Excitonic Pairing between Strained Graphene Layers

It is well known that inter-layer electron-hole (excitonic) pairing, caused by the inter-layer Coulomb interaction, can occur between graphene sheets appropriately doped with electrons and holes. However in such a system the energy of the excitonic condensate, as well the corresponding critical temperature, are very small due to the effective screening of the inter-layer interaction potential. We study pairing between two uniaxially- strained graphene layers, focusing particularly on the dependence of the pairing gap on the applied strain. The graphene layers are modeled as anisotropic Dirac fermion systems.

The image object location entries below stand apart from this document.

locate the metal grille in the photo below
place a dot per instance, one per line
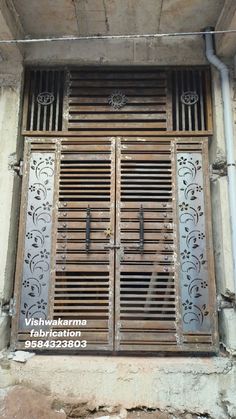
(191, 105)
(84, 268)
(146, 312)
(43, 105)
(110, 100)
(118, 102)
(128, 253)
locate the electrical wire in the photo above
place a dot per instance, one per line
(100, 37)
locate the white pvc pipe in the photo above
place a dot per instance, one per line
(229, 139)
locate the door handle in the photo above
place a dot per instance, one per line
(112, 246)
(88, 229)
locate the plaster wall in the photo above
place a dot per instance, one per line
(204, 386)
(10, 93)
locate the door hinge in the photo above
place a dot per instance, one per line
(226, 300)
(7, 308)
(218, 169)
(16, 167)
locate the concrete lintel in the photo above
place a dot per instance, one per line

We find a strong dependence on the strain, particularly in the weak-coupling regime where screening is not very relevant. In this case the condensate energy is enhanced due to the increase of the density of states as a function of anisotropy. At moderate and strong coupling the pairing becomes less sensitive to strain because of the subtle interplay between density of states effects and the strain-modified screening of the inter-layer Coulomb potential. We also analyze the possibility of higher angular momentum pairing (beyond the conventional s-wave) for the strained graphene layers. In addition, we propose that pairing can be further enhanced at the Lifshitz transition point when a relatively large strain is applied in the zig-zag direction. At such topological transition the electronic dispersion deviates strongly from the simplest anisotropic (elliptical) Dirac cone and becomes quadratic in one of the lattice directions while remaining Dirac-like along the other.